Wajah Raga sedikit murung. "Nah, itu ... gue masih sayang sama pendidikan, tapi gak tahu ortu gue malah jodohin, katanya kalau belum mau nikah ... tunangan aja dulu."

Sthira menunduk. "Oh, gitu."

"Besok gue bakal kenalin sama lo, dia cantik banget."

"I-iya." Sthira tersenyum getir.

"Ya udah, gue balik dulu, yah gue ada urusan," ucapnya, lalu pergi meninggalkan Sthira sendiri.

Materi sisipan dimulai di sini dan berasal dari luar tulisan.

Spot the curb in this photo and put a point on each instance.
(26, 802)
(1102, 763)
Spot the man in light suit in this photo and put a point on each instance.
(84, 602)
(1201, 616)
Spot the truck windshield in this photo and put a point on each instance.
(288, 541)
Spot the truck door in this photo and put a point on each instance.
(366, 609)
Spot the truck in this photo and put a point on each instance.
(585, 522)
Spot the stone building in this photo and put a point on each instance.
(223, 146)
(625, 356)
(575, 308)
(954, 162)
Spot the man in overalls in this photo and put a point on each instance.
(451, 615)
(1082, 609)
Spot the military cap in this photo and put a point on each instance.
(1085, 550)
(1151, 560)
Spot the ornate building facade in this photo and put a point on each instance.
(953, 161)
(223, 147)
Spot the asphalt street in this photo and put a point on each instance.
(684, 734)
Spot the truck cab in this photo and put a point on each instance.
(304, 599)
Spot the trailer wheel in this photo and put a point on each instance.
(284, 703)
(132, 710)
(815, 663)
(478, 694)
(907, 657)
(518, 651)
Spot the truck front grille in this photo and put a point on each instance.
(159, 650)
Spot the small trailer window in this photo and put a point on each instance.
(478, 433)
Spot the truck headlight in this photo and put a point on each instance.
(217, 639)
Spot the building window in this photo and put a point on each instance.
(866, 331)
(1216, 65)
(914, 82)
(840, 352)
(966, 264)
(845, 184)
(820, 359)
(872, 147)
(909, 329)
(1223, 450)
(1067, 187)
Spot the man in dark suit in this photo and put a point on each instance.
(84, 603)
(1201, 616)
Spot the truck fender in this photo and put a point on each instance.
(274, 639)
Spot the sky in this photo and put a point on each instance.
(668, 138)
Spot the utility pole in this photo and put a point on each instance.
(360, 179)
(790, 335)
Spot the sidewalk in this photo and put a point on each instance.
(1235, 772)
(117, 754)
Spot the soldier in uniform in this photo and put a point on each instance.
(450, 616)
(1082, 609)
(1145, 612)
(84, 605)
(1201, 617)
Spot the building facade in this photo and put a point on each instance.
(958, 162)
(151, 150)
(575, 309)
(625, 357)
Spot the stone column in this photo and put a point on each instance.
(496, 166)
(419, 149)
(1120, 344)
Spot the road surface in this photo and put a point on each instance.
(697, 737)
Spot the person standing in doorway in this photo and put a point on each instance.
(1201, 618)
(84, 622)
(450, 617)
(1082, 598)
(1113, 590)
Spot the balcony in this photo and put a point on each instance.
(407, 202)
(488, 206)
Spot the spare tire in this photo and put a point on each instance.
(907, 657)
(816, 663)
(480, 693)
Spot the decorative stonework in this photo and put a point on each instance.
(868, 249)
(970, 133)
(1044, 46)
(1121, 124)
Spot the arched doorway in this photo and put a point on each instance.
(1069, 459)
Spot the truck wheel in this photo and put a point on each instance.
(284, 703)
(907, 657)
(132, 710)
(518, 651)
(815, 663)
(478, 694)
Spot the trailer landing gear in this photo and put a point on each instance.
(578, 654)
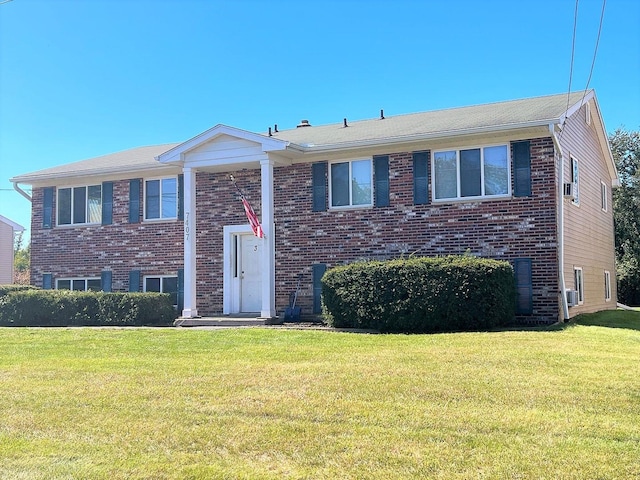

Sthira mengepalkan tangannya yang sedang memegang secarik kertas, hatinya mencelus air matanya seakan ingin tumpah saat ini juga. Namun, Sthira enggan menumpahkannya sekarang. Rasanya tidak bagus jika dia menangis hanya karena seorang laki-laki.

"Aku pikir kamu orang yang dapat aku percaya, mungkin hidupku akan dipenuhi dengan air mata. Semua isi hidupku dipenuhi dengan hal yang menyakitkan, apa pantas jika aku menginginkan kebahagiaan?"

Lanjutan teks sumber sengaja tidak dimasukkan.